Ruxton admits that vegetarian diets are perfectly healthy as long as a variety of foods are eaten, but warns it's harder to reach certain recommended nutrient intakes, although this can sometimes be overcome by taking a supplement or consuming vitamin C-rich foods to boost iron absorption.

She adds: "Vegetarian diets are a lifestyle choice and aren't necessary for optimal health.

"Moderate amounts of lean red meat can be enjoyed within a diet which is also rich in fruit, vegetables, beans, pulses and oily fish. This way you get the best of both worlds."

Healthy balanced diet British Dietetic Association spokesperson Helen Bond says that while research shows the benefits of vegetarianism, everyone should be trying to eat a healthy balanced diet, and that can include both meat and non-meat.

"We know fruits and vegetables are associated with lower risk of lots of diseases including cancer and heart disease," she says.

"But I don't think meat is bad, it's just a question of what meat you're choosing."

The Department of Health recommends adults should eat no more than 70g of cooked red or processed meat a day - equivalent to three rashers of bacon or three slices of thin ham.

"Red meat is still important for iron - it's much better absorbed from red meat - zinc, selenium, B vitamins and vitamin D," explains Bond.

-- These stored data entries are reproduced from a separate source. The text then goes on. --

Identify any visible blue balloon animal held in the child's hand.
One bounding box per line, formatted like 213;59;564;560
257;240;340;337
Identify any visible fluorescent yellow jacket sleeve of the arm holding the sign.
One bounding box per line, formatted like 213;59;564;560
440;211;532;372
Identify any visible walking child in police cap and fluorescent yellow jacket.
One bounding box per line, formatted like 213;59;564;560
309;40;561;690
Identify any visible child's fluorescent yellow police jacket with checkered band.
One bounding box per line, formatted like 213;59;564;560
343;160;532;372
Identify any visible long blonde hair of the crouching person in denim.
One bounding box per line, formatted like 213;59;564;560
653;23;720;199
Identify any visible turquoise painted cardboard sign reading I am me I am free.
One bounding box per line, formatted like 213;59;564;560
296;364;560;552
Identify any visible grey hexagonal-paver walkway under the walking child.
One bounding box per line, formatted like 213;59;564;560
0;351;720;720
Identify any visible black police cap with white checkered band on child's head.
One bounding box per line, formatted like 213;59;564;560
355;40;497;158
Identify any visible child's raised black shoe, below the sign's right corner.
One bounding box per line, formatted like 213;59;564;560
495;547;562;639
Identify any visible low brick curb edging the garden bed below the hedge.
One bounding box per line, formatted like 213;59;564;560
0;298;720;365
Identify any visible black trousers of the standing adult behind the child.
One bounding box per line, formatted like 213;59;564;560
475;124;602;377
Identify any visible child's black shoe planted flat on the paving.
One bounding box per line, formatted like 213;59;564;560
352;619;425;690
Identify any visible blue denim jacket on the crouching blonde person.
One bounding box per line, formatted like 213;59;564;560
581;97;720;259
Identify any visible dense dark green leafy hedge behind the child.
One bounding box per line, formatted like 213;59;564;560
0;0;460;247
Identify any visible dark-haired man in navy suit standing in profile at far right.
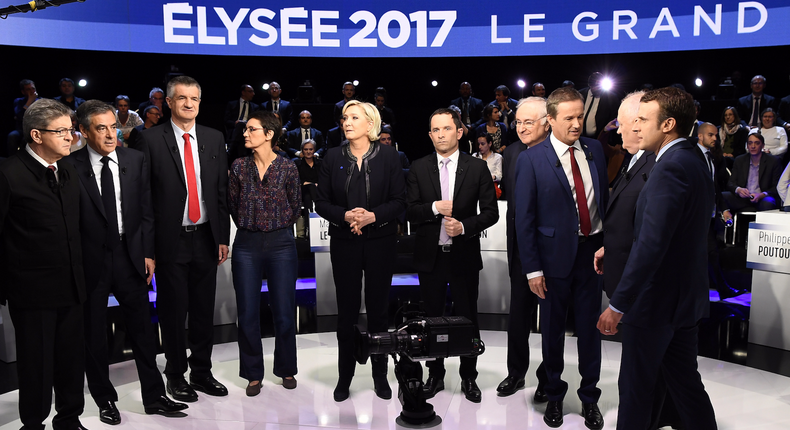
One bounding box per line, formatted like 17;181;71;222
598;87;717;430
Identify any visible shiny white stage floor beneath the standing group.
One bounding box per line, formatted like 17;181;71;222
0;331;790;430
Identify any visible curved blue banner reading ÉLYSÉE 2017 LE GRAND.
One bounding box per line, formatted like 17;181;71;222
0;0;790;57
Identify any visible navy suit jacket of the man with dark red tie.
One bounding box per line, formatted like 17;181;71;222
515;135;609;278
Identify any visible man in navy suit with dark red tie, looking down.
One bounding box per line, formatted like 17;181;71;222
515;88;609;429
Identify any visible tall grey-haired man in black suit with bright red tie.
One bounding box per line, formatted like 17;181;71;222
141;76;230;402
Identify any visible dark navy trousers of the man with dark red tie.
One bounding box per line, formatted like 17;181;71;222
539;234;603;403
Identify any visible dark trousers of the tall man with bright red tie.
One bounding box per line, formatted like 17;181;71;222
156;223;219;379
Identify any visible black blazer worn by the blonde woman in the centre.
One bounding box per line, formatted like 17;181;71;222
315;141;406;238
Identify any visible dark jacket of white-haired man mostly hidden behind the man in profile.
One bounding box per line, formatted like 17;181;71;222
603;152;656;297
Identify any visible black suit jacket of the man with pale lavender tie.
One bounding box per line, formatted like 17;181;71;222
406;152;499;272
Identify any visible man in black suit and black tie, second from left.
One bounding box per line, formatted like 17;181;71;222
65;100;187;425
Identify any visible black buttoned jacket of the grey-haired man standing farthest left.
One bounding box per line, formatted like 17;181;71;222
0;148;85;309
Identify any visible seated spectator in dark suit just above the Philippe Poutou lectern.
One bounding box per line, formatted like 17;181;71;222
722;130;781;212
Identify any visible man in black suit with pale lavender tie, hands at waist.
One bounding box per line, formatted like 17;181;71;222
406;108;499;403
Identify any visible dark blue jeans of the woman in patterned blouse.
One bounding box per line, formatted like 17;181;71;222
231;228;297;381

"My advice would be to cut down on processed meat, and follow the Department of Health guidelines on red meat.

"Go for leaner cuts, and if you can see fat on it, cut it off."

She says that if a balanced diet is eaten, the risk of vitamin and mineral deficiencies should be no greater for vegetarians than for meat eaters.

And she advises that supplements should only be taken if they're really needed, pointing out that nutrients from food are much better absorbed than those from supplements.

"Overall, a healthy balanced diet is what's important, whether that includes meat or not," she stresses.

"Just be aware that you're eating from the right food groups, as outlined in the eatwell plate."